EMAIL: info@guggenheim-venice.it
TELEFONO E FAX: 0412405.411
WEBSITE: www.guggenheim-venice.it
LOCATION: Palazzo Venier dei Leoni via Dorsoduro, 701 VENEZIA (VE)
The private apartment of Peggy Guggenheim, transformed in museum, conserve today 250 works, of which only 180 visible ones to the public. Peggy Guggenheim Collection is an original collection of contemporary art, made possible by the watchful eye of the lively Peggy Guggheneim, brilliant heiress, merchant and patron of arts, who bought this uncompleted palazzo (4 floors were missing) on the Grand Canal (Ca’ Corner dei Leoni) to accommodate her collection of paintings. When you enter you can either stop in the garden (were you will find many sculptures by various artists such as Henry More and Alberto Giacometti) or visit the halls of the palazzo (where she used to live). The works are divided according to the figurative movement they belong to: on the halls left of the entrance door feature the works from the Cubist avant-garde to Orphism, represented by Delaunay and Kupka, or Giacomo Balla’s futurism (Automobile=noise+speed) and Gino Severini’s Sea=dancer; and then Kandisky or Piet Mondrian representatives of abstractionism, but most of all note the main exponents of surrealism, such as Max Ernst, Joan Mirò or Picasso’s La Baiguada, and Giorgio De Chirico’s The Red Tower.

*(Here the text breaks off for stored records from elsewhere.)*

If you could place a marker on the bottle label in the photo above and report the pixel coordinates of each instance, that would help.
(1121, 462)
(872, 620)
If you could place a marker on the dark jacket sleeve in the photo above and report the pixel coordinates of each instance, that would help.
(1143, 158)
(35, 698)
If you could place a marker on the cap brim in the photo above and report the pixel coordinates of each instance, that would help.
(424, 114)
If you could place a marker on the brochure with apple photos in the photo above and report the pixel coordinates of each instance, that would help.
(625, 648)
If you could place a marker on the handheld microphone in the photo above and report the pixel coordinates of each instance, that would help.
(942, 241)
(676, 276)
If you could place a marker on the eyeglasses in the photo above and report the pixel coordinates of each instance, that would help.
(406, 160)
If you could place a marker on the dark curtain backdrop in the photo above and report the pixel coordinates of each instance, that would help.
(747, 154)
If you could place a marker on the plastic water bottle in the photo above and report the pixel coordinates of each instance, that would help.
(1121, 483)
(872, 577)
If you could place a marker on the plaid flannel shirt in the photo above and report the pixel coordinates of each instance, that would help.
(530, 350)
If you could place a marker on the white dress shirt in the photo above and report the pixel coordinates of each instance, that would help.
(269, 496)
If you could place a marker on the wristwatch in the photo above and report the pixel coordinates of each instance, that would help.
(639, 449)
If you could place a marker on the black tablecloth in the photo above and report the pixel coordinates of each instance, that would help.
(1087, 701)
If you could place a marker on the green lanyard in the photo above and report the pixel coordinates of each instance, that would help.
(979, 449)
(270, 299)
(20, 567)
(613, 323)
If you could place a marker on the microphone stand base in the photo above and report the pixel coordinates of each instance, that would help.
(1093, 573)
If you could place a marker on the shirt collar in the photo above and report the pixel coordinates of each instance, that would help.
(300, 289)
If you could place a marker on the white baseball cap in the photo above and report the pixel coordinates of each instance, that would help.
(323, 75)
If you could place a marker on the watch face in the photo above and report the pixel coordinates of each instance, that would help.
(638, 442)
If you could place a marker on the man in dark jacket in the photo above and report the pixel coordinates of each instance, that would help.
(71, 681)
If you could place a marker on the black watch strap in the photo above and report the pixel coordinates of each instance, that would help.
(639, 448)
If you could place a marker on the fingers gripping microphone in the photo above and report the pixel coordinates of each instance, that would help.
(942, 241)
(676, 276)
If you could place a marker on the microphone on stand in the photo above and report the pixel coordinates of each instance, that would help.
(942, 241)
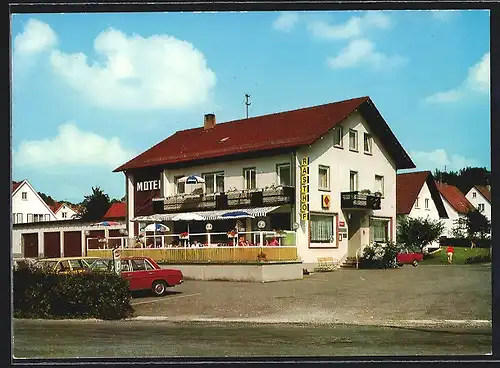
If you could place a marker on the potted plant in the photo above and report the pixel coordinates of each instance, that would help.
(261, 256)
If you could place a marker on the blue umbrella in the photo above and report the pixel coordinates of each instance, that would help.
(237, 214)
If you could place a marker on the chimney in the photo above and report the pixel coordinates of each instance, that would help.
(209, 122)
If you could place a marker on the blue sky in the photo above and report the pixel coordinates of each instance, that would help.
(90, 91)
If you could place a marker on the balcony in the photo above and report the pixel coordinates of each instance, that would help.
(232, 199)
(359, 201)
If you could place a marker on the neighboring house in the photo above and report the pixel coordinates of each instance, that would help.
(480, 197)
(419, 197)
(63, 211)
(456, 205)
(116, 212)
(254, 165)
(27, 205)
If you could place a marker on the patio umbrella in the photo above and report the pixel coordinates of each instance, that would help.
(237, 214)
(192, 179)
(188, 217)
(106, 223)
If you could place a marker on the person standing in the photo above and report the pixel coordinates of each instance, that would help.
(449, 252)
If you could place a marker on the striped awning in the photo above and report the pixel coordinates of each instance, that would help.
(208, 215)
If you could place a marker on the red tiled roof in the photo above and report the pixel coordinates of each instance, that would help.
(455, 198)
(117, 210)
(275, 131)
(484, 191)
(408, 186)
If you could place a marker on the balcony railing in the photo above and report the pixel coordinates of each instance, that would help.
(227, 200)
(357, 200)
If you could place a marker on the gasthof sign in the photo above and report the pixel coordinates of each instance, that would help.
(304, 188)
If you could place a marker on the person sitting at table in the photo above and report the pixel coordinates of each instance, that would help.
(274, 242)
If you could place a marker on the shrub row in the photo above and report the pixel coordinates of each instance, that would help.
(39, 294)
(464, 243)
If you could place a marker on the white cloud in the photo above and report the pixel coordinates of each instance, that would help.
(36, 37)
(356, 26)
(159, 72)
(438, 159)
(71, 147)
(285, 21)
(362, 52)
(477, 81)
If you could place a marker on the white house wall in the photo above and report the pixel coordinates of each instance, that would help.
(32, 204)
(479, 199)
(341, 162)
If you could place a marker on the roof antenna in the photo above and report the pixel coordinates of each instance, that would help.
(247, 97)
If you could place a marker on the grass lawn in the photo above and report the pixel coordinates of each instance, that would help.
(459, 258)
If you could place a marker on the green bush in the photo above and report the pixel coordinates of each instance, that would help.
(39, 294)
(379, 255)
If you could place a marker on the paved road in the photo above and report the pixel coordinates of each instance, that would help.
(346, 296)
(37, 339)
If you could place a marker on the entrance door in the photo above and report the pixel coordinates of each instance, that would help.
(353, 234)
(30, 242)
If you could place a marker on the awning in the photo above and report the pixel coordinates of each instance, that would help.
(208, 215)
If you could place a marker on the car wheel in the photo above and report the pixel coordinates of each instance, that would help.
(159, 288)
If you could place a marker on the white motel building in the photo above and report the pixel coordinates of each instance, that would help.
(328, 172)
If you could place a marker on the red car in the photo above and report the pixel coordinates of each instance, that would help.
(143, 274)
(409, 258)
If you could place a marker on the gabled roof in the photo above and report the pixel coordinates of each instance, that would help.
(116, 210)
(284, 130)
(455, 198)
(409, 185)
(17, 187)
(485, 192)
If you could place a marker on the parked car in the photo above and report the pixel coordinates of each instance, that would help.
(64, 265)
(409, 258)
(143, 273)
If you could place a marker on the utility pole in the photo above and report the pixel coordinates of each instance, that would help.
(247, 97)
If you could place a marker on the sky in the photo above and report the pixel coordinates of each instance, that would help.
(91, 91)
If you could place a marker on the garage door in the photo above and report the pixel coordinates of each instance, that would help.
(72, 244)
(52, 244)
(30, 242)
(92, 242)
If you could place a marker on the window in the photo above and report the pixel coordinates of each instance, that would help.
(353, 140)
(249, 176)
(368, 143)
(214, 182)
(337, 137)
(353, 181)
(379, 184)
(322, 229)
(324, 177)
(180, 188)
(284, 174)
(379, 231)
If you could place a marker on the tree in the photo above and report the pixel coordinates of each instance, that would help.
(478, 225)
(94, 206)
(415, 233)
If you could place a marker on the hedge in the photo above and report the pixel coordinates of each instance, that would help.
(464, 243)
(39, 294)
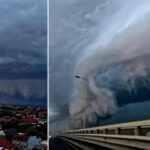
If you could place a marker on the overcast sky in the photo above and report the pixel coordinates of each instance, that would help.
(105, 42)
(23, 49)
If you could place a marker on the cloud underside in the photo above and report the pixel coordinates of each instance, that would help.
(23, 36)
(105, 42)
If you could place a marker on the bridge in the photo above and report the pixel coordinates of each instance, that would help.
(124, 136)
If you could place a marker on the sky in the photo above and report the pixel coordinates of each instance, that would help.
(23, 52)
(106, 43)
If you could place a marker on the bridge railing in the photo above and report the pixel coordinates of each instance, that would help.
(131, 128)
(124, 136)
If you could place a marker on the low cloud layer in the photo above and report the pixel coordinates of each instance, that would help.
(23, 51)
(107, 45)
(23, 37)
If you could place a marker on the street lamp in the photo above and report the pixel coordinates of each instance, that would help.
(84, 113)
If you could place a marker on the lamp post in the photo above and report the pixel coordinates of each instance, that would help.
(85, 109)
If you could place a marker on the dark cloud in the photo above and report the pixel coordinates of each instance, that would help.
(23, 37)
(23, 51)
(101, 41)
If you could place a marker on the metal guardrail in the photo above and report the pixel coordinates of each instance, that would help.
(132, 135)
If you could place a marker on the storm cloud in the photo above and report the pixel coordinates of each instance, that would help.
(23, 49)
(105, 43)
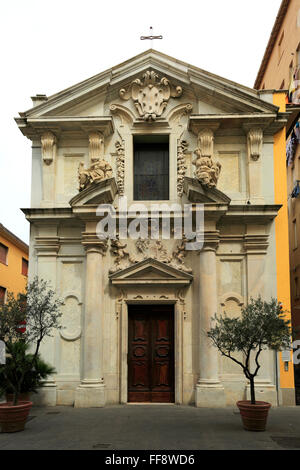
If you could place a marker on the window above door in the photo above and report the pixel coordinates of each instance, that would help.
(151, 167)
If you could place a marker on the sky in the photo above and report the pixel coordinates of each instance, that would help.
(47, 46)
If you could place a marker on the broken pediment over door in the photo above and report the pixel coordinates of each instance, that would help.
(151, 272)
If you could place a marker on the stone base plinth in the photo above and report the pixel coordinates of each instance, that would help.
(90, 397)
(210, 396)
(46, 396)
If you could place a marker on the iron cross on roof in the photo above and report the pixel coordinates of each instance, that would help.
(151, 37)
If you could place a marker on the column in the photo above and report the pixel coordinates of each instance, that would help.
(209, 390)
(91, 392)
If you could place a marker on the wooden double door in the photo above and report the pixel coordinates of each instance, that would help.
(151, 353)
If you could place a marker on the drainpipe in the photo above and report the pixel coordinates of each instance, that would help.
(277, 375)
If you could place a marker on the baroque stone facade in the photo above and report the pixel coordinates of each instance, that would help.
(84, 144)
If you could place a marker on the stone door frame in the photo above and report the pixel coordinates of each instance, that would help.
(179, 314)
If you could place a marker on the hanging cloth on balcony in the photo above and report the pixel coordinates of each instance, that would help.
(291, 148)
(296, 191)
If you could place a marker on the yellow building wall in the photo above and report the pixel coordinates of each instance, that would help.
(11, 276)
(283, 54)
(282, 235)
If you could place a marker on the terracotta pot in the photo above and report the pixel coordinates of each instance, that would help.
(13, 418)
(254, 417)
(25, 396)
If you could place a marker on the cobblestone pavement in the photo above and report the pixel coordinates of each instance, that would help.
(152, 427)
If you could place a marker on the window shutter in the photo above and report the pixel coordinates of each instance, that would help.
(3, 253)
(24, 267)
(2, 295)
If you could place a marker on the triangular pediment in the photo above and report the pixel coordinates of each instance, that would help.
(196, 192)
(92, 96)
(150, 271)
(103, 192)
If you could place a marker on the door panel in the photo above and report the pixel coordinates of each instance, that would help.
(151, 354)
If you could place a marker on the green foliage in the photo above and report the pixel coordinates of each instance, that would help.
(34, 375)
(261, 326)
(41, 312)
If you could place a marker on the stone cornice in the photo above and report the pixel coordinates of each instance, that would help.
(269, 122)
(47, 246)
(256, 244)
(35, 127)
(91, 242)
(250, 214)
(8, 235)
(211, 241)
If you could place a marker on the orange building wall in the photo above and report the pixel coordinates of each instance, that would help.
(281, 233)
(11, 276)
(278, 66)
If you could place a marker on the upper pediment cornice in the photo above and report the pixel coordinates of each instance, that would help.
(200, 83)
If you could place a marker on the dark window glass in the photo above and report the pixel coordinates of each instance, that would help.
(151, 171)
(3, 253)
(24, 267)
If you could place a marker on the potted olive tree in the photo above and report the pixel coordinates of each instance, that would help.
(24, 323)
(261, 326)
(34, 377)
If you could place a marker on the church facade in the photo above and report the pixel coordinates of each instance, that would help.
(155, 135)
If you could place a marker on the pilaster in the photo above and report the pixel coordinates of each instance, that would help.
(91, 392)
(209, 390)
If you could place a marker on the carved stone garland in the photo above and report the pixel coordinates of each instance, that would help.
(120, 166)
(181, 165)
(207, 171)
(148, 249)
(118, 250)
(48, 141)
(150, 95)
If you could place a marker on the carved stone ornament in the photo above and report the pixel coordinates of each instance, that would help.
(98, 171)
(179, 256)
(118, 250)
(207, 171)
(255, 140)
(120, 166)
(150, 249)
(150, 95)
(181, 165)
(48, 141)
(96, 146)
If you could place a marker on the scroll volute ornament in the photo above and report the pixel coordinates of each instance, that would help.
(48, 141)
(207, 171)
(150, 95)
(255, 141)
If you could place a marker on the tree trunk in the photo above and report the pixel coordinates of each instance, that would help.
(252, 390)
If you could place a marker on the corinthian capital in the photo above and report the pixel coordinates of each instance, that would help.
(255, 140)
(48, 141)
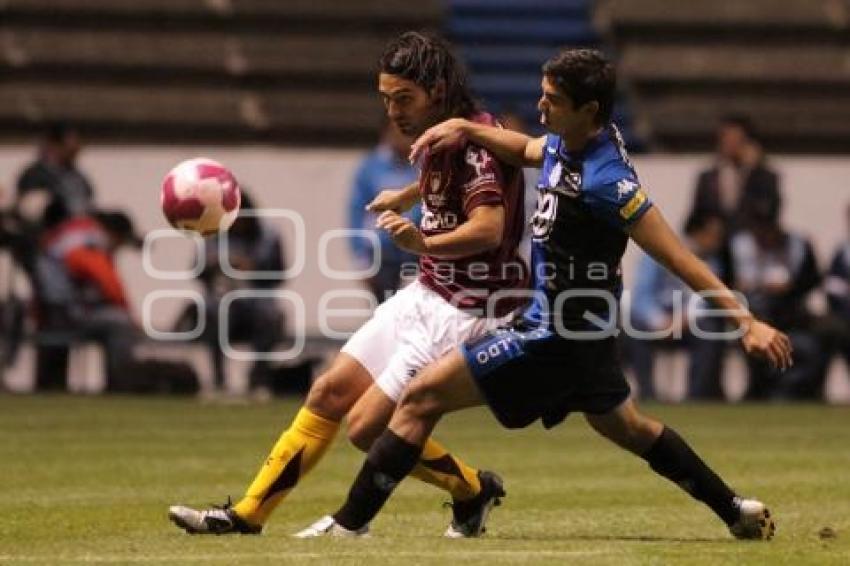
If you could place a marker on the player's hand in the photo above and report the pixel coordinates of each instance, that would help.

In the halls left of the entrance door there are more surrealist masterpieces: Salvador Dalì’s Birth of Liquid Desires, Magritte’s The Voice of the Air, other minor works of the same movement: The Postman-Cheval by Max Ernst and Study for Chimpanzee by Francis Bacon. The area dedicated to post-World War II art is rich too, in particular with the works of a young exponent of Expressionism: Jackson Pollok.
Admire these paintings by the most famous exponents of the European and American avant-gardes note some objects that used to be part of the furnishing, such as Alexander Calder’s furniture (he made the incredible silver headboard which used to hang over Peggy).
On the walls many photographs hang showing the original look of the halls. The Barchessa, the wing of the building that overlooks the garden, has been hosting Gianni Mattioli Collection since 1997 and contains many masterpieces of Italian futurism. Finally, you can give a look at the modern, original and well-stocked book-shop, or stop for a while at the Museum Café.